China was the first country to report coronavirus cases in December last year. However, strict lockdown measures introduced by Beijing helped limit the spread of the disease inside the country. As of Monday, the number of infections in China reached 84,428 with 4,634 deaths, according to Worldometer. Total recoveries stand at 79,013. There are more than 18 million infections globally and over 693,000 deaths.

“Output expanded for the fifth month in a row, and at the fastest rate for nine-and-a-half years, with many companies citing greater client demand amid a further recovery in market conditions following the Covid-19 outbreak”, the Caixin report said.

The recovery however appear uneven as hiring remained weak with the subindex for employment staying in negative territory for the seventh consecutive month. The survey, which is based on the responses of purchasing managers in a panel of around 500 private and state-owned manufacturers, found that some companies increased recruitment to meet production needs, while others remained cautious and laid off workers to reduce costs.

New export orders also remained in contraction territory for the seventh consecutive month, as coronavirus continues to spread across the globe with countries reporting second waves of the pandemic, according to the report.

The world economy is set to slide into its deepest recession since the Great Depression, with the International Monetary Fund projecting a 4.9 per cent contraction this year and a sluggish recovery in 2021.

Growth in China will decelerate to 1 per cent, compared to a previous 1.2 per cent growth estimate, after expanding 6.1 per cent in 2019, its slowest pace in about three decades, according to the fund.
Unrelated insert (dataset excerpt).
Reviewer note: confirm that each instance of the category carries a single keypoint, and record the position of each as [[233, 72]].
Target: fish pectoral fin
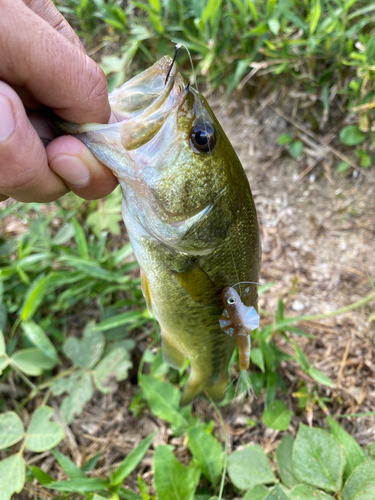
[[146, 290], [171, 355], [198, 285], [251, 319]]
“Traders are somewhat optimistic about the economic recovery in China. The Chinese July manufacturing activity printed a better number than the forecast,” Naeem Aslam, chief market analyst at Ava Trade said.

Beijing has rolled out a number of measures to boost growth, including cuts in key lending rates as well as allowing local governments to sell far more bonds to fund infrastructure projects.
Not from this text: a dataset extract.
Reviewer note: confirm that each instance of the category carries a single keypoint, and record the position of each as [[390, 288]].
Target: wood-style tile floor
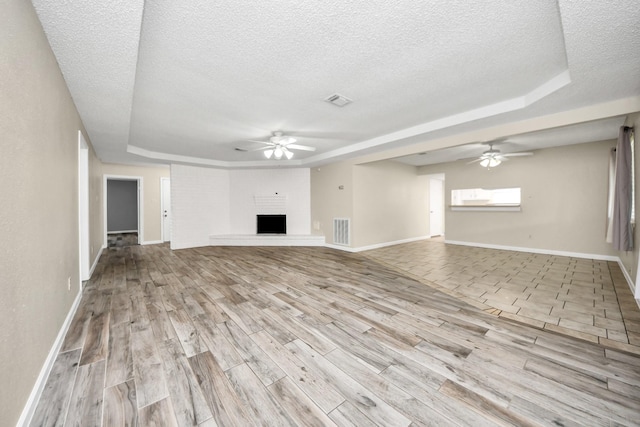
[[585, 298], [231, 336]]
China's rebound was also complemented with a revival across eurozone factories which registered a strong return to growth in July — the region's first manufacturing expansion in one-and-a-half years — as demand continued to recover in line with the further easing of restrictions on activity related to the coronavirus outbreak.

IHS Markit Eurozone Manufacturing PMI registered 51.8, up from 47.4 in the previous month.

Spain was the strongest-performing nation overall, with a 53.5 PMI, the highest reading for over two years. France and Austria had slower but solid gains as well, registering PMIs of 52.4 and 52.8 respectively. Germany and Italy had modest growth at 51 and 51.9 respectively.

Only Greece and the Netherlands registered PMI readings below 50.0 in July.

“Eurozone factories reported a very positive start to the third quarter, with production growing at the fastest rate for over two years, fuelled by an encouraging surge in demand," said Chris Williamson, chief business economist at IHS Markit.

"Growth of new orders in fact outpaced production, hinting strongly that August should see further output gains," he added. "The order book improvement has also helped restore business confidence about the outlook in July to January’s pre-pandemic peak."

Job numbers remain a "major concern" as the labour market is likely to be key to determining the path of economic recovery, Mr Williamson said.

Though the pace of job losses slowed to the lowest since March, it remains greater than at any time since 2009, due to widespread cost-cutting at many companies hit hard by the pandemic.

"Increased unemployment, job insecurity, second waves of virus infections and ongoing social distancing measures will inevitably

restrain the recovery," Mr Williamson said.

“The next few months numbers will therefore be all important in assessing whether the recent uplift in demand can be sustained, helping firms recover lost production and alleviating some of the need for further cost cutting going forward.”